Looking at sufism from an economic perspective, the problem, it seems, is that if the sufis reject the accustomed lifestyle and apply austerity to their own model of consumption and earning, as individuals, this will not raise an economic concern at the macro level. But when the call for the return to asceticism is publicly declared as the ideal way in which God ought to be served, and to which all pious Muslims should adhere, sufism is bound to raise a few concerns from the economic point of view. This can be highlighted as follows:
First, while austerity is advocated, and sometimes advised, as an economic policy in the case of inflationary economy it is not recommended in the case of deflationary economy. Austerity helps curb the demand-pull forces in an inflationary economy that is caused by the effect of the increase in aggregate demand for the goods and services available. Nevertheless, when the economy is in a state of deflation, as a result of not having sufficient demand for the supply of goods and services available, the deflationary effect, other things being held constant, is expected to be worsened in a sufì economy. By contrast, as a means of creating, or increasing, aggregate demand, governments, more often than not, pursue a policy, or policies, that activate demand including the direct injection of voucher money that is aimed particularly at increasing consumption, not saving.

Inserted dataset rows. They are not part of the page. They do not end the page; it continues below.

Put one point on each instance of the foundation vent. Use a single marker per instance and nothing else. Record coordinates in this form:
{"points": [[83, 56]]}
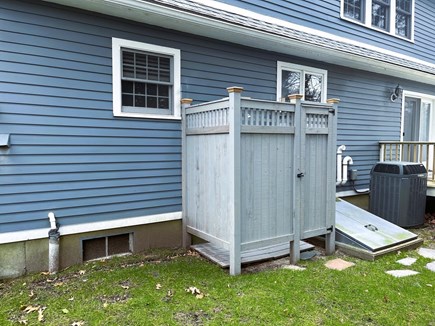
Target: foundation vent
{"points": [[107, 246]]}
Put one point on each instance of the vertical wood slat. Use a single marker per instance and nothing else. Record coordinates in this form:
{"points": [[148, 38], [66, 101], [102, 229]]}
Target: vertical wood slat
{"points": [[300, 125], [330, 184], [186, 239], [234, 179]]}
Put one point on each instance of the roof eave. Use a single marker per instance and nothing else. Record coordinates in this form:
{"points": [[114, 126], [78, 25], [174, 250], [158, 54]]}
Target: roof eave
{"points": [[172, 18]]}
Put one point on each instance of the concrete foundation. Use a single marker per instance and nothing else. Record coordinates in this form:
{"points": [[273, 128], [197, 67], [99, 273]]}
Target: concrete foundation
{"points": [[31, 256]]}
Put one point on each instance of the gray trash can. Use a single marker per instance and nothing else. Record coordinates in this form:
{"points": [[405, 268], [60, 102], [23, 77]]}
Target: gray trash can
{"points": [[398, 192]]}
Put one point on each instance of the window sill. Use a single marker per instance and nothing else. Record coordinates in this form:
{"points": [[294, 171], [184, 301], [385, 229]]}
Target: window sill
{"points": [[146, 116]]}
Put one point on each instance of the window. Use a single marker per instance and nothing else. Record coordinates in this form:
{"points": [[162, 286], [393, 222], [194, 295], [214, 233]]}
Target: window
{"points": [[395, 17], [354, 9], [403, 18], [380, 14], [296, 79], [146, 80]]}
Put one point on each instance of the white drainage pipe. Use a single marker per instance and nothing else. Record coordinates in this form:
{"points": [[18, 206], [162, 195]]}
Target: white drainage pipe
{"points": [[346, 161], [53, 245], [340, 150]]}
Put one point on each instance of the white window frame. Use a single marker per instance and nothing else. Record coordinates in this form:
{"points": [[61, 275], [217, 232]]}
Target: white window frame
{"points": [[117, 46], [367, 19], [281, 65]]}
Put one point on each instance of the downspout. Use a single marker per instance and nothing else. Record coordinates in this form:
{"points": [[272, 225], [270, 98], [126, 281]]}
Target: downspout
{"points": [[53, 244], [346, 161], [340, 150]]}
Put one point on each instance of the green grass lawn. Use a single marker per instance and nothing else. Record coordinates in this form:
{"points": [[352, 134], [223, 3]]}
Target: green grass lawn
{"points": [[150, 289]]}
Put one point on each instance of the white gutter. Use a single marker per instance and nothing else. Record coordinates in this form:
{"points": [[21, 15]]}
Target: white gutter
{"points": [[158, 15]]}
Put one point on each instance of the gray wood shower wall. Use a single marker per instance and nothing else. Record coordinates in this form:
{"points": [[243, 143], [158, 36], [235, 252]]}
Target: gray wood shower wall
{"points": [[258, 173]]}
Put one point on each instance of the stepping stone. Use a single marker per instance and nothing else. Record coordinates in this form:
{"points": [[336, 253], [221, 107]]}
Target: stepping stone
{"points": [[431, 266], [307, 255], [294, 267], [408, 261], [427, 253], [402, 273], [338, 264]]}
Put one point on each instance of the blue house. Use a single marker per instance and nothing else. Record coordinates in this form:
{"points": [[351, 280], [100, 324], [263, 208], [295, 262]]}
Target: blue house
{"points": [[90, 114]]}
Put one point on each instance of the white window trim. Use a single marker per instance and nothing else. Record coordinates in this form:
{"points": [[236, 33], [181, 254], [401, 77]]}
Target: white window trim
{"points": [[117, 45], [368, 19], [281, 65]]}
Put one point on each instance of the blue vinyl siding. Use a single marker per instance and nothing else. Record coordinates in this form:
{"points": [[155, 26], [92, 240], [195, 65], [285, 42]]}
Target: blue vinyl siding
{"points": [[325, 16], [70, 155]]}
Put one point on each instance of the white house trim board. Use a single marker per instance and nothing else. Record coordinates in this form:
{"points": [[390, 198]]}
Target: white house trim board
{"points": [[10, 237], [421, 96], [189, 22], [117, 45]]}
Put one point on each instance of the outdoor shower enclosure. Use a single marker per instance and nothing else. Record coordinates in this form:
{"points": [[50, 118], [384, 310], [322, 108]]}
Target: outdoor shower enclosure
{"points": [[257, 173]]}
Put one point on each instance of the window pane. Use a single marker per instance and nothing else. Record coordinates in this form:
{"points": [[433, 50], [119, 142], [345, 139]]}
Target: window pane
{"points": [[353, 9], [128, 71], [151, 102], [403, 25], [153, 74], [291, 83], [141, 72], [404, 5], [139, 101], [153, 62], [127, 87], [139, 88], [127, 58], [163, 103], [141, 59], [163, 90], [313, 87], [151, 89], [380, 14], [127, 100]]}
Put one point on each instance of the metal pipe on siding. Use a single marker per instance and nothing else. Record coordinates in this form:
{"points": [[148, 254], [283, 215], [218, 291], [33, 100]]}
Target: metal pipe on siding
{"points": [[340, 150], [346, 161], [53, 244]]}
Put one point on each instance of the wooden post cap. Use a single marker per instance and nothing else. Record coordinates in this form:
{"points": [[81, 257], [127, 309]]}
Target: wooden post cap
{"points": [[186, 101], [295, 97], [235, 89]]}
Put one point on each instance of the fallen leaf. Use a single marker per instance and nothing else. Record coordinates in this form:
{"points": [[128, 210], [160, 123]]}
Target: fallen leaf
{"points": [[30, 309], [41, 315], [78, 323], [194, 290]]}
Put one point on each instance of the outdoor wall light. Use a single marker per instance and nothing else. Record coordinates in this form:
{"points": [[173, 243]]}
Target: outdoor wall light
{"points": [[396, 93]]}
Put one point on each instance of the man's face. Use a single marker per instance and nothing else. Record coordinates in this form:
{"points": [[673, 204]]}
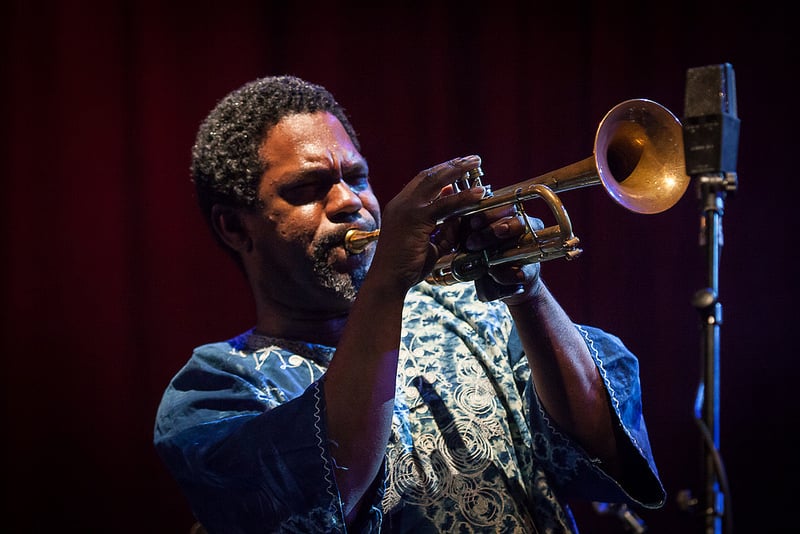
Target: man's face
{"points": [[315, 188]]}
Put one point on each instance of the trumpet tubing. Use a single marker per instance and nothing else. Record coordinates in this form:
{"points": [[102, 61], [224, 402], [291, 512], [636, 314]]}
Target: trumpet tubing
{"points": [[637, 158]]}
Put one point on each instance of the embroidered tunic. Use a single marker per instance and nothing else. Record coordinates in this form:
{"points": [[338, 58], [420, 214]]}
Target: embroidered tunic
{"points": [[242, 429]]}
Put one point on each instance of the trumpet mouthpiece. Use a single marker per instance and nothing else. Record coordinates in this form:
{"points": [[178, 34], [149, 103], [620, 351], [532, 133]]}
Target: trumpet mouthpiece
{"points": [[355, 241]]}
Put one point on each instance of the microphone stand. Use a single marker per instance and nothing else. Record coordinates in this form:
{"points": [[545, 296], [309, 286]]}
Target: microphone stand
{"points": [[712, 190], [711, 142]]}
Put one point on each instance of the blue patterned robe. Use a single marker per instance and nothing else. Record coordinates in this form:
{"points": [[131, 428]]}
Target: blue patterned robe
{"points": [[242, 429]]}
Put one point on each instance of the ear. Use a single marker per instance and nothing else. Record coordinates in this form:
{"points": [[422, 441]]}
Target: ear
{"points": [[229, 226]]}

Second, with limiting the aggregate demand for goods and services, sales will decrease, leading to decreasing entrepreneurial profits and/or generating losses. If that persists, enterprises will be forced out of business as a result of not being able to cover their costs and of the rate of return on capital being less than the cost of capital. This leads to loss of production. Production, after a period of piling up, will decrease as a result of decreasing sale, and total production in the economy will decrease as a result of both the productive enterprises being forced out of the market and the surviving enterprises decreasing their production. The aggregate supply of goods and services will, therefore, decrease. Prices may come down as a result of the decrease in both aggregate demand and aggregate supply, but that would be a case of low prices in an economy of poverty.
Third, if the society is limiting its earning capacity to the level that is merely sufficient to keep soul and body together, as most sufis advocate, the level of production will be lowered further, leaving very little room for economic development, let alone growth.
Fourth, with very little revenue, if at all, to the Treasury, as a result of the Zakah base being almost non-existent, the Islamic state will not have sufficient funds to spend on education, health and other public services and infrastructure that are deemed necessary to the survival of society. Defense will be almost non-existent, as a result of a zero, or meager, defense budget; which will make the Islamic state vulnerable to any take over attempt by neighboring non-Islamic, or non-sufi Islamic, states.
Fifth, even from a religious point of view, not having enough to spend on one’s food and basic needs would make one vulnerable to illness and weakness that may prevent one from exercising the love of worshiping God fully. Sixth, in brief, sufism cannot stand on its own as an economic model. If sufism is advocated as an esoteric way of life, it is only suitable as a sect within other sects of a more worldly outlook to life so as the rest of society can provide for the needs of society, including those of the sufìs. It is not surprising therefore to find someone like al-Shaibànì (750–804), as we saw earlier, criticizing the sufis’ views on consumption and earnings.